SARAMAGO, José, Memorial do Convento, 16ª ed., Lisboa, Caminho, 1986 , cap. XIX, p.  257

O capítulo dezanove é o mais longo do romance, pormenor sintomático quer da importância que o autor atribui ao debate sobre a condição humana[i] quer da solidariedade e atenção com que o narrador se debruça sobre as personagens que, por força das circunstâncias e do seu labor, sobrevivem oprimidas pelo poder régio e clerical, sem que a História delas acabe por registar uma nota, por pequena que seja.

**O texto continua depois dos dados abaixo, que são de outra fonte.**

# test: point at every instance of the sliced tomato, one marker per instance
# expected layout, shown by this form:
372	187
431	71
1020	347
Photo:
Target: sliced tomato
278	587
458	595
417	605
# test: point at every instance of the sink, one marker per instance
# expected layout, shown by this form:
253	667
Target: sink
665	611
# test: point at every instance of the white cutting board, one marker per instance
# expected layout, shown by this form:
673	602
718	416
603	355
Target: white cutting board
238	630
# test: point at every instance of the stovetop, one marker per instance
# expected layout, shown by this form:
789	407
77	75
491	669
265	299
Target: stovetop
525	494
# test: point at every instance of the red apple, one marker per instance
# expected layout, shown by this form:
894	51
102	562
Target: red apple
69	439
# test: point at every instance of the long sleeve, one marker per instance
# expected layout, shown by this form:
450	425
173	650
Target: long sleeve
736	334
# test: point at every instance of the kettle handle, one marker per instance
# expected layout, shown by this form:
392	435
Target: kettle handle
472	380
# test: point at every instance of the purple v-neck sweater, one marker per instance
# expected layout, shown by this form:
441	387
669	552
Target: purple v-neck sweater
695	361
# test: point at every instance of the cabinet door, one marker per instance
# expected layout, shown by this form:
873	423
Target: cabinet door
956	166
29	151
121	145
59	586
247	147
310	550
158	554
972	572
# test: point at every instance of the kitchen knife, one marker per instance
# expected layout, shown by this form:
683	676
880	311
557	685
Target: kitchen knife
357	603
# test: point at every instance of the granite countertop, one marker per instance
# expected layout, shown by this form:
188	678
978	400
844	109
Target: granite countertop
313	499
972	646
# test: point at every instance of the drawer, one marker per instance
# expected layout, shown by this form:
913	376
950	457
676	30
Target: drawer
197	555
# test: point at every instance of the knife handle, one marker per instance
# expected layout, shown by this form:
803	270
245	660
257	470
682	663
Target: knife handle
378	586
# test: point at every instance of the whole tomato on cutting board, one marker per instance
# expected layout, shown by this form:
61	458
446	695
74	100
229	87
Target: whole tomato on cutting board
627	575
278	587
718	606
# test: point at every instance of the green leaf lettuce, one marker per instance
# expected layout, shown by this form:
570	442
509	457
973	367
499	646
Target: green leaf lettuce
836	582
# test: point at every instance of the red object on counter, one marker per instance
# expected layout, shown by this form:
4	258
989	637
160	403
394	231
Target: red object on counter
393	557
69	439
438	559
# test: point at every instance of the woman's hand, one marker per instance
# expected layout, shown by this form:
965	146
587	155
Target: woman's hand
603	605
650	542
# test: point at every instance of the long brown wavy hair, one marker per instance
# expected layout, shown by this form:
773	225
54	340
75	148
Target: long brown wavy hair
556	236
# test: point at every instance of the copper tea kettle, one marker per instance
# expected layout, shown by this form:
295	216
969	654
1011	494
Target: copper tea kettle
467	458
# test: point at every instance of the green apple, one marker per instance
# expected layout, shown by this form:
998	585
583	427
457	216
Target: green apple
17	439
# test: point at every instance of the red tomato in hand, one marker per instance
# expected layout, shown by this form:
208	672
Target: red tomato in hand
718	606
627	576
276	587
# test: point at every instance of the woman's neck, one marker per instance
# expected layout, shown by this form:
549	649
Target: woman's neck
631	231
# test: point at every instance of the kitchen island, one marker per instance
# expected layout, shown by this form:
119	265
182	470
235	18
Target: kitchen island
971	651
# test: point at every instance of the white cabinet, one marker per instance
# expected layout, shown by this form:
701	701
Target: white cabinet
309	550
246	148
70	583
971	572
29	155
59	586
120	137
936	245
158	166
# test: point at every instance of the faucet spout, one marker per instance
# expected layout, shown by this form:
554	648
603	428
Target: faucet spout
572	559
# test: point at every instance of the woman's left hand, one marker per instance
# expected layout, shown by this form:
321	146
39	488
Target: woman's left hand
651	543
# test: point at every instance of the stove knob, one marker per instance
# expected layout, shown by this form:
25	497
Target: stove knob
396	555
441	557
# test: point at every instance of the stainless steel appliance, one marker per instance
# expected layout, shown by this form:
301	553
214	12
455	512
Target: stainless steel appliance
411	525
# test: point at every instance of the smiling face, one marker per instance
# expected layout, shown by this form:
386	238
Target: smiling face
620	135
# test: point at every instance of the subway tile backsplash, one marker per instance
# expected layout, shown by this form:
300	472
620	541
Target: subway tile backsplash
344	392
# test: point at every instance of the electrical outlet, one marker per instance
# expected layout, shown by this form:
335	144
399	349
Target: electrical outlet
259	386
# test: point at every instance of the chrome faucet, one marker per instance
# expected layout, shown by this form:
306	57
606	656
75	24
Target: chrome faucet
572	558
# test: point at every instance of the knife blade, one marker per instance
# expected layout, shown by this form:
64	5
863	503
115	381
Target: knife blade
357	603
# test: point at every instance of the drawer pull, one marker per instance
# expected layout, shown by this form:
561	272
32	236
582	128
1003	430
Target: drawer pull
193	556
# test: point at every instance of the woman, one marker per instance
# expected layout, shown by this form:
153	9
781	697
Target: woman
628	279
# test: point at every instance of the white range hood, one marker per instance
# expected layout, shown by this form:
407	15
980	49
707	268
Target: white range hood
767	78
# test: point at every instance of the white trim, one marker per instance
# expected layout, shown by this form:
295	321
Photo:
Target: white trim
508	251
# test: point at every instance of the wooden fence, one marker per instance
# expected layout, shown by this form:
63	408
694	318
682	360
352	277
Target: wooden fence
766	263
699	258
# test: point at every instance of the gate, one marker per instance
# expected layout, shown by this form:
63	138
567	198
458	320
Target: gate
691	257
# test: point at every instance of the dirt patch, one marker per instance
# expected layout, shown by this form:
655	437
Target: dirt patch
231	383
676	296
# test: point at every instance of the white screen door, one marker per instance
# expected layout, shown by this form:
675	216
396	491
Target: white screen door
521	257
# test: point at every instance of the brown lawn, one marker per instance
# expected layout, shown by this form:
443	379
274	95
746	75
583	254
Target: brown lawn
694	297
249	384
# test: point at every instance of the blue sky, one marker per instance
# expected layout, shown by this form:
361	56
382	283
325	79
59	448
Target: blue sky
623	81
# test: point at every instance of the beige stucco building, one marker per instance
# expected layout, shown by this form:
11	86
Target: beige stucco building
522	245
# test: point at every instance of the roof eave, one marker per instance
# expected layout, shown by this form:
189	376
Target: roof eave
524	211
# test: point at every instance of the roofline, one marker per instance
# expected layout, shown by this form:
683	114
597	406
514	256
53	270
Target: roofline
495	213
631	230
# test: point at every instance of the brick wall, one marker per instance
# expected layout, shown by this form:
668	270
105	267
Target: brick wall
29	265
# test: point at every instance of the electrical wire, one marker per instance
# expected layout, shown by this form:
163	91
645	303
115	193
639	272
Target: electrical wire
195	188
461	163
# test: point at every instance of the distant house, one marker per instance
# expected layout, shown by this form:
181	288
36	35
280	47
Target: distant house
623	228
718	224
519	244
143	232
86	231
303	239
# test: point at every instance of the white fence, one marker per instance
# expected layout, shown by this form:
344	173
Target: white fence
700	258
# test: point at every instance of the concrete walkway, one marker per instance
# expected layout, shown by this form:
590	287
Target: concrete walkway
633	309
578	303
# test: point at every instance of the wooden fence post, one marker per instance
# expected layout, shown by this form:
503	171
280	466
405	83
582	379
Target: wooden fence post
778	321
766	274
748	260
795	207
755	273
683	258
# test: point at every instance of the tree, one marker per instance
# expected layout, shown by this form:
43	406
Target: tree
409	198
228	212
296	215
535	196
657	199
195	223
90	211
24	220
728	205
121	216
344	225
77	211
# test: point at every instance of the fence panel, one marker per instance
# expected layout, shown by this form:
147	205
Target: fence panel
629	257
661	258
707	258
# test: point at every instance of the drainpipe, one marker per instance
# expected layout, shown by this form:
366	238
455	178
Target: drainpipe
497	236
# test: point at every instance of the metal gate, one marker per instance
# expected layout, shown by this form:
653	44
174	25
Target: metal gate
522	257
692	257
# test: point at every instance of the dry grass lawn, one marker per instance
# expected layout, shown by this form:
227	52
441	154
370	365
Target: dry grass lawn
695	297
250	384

Embora relacionado com os restantes três núcleos narrativos[ii], pois a presença de Baltasar e dos seus companheiros e a natureza da sua missão bastam para garantir o encadeamento, que é reforçado ainda por diversos outros meios, este capítulo evidencia uma notável unidade diegética. Essa coesão quase o autonomiza e facilita a análise das categorias da narrativa que nele mais contribuem para a construção da personagem colectiva e para a criação dos sentidos que nela se configuram.
Aqui, como no restante emaranhado tecido narrativo, aquela personagem é homogeneizada, de forma a conduzir-se o leitor à assunção da importância que ela sempre assumiu na História, apesar de, como já referimos, esta a marginalizar, perpetuando apenas os grandes vultos individuais. Pelo contrário, em Memorial do Convento, essas figuras históricas são representadas negativamente e acabam, afinal, amaldiçoadas:
(...) amaldiçoado sejas tu [o “monstro de pedra”], mais quem da terra te mandou tirar e a nós arrastar por estes ermos.
XIX, 254
Resumindo, a caracterização e a importância que na diegese se atribui às acções realizadas pela “tropa-fandanga” que é essa personagem colectiva, mais não são do que a tentativa de instaurar uma nova visão dos acontecimentos passados, com vista a devolver à História a objectividade que a ideologia dominante lhe tem subtraído, sub-repticiamente.
É num tom muito próximo da oratura[iii] que no terceiro parágrafo do capítulo dezanove se inicia a acção principal: o relato do trajecto de ida e volta entre Mafra e Pêro Pinheiro, que os trabalhadores têm de palmilhar, rompendo o equilíbrio inicial do seu já penoso quotidiano, a fim de cumprir a tarefa faraónica que lhes foi destinada:
Estava Baltasar há pouco tempo nesta sua nova vida, quando houve notícia de que era preciso ir a Pêro Pinheiro buscar uma pedra muito grande que lá estava, destinada à varanda que ficará sobre o pórtico da igreja (...)
XIX, 241
A contextualização desta jornada é feita ao longo dos dois primeiros parágrafos. No primeiro, o narrador salienta a dureza do trabalho, aproximando “os homens” das bestas e descrevendo como, num voo da “máquina voadora” se veria todo o país dependente da obra, salvo aqueles que nela directamente labutam, presos
(...) ao globo terra pela lei da gravidade e da necessidade (...) , se os quisermos ver, tem de ser de mais perto.
XIX, 240
Justificado assim o ponto de vista que privilegiará na gesta que vai relatar, o narrador abandona a visão a visão panorâmica e distante que a passarola lhe facultava e aproxima-se dos homens cujas vidas pretende perpetuar. No segundo parágrafo, narra-nos então como Baltasar se envolvera também naquele trabalho, primeiro como “mula de liteira” e, depois, graças à solidariedade de José Pequeno, como boieiro.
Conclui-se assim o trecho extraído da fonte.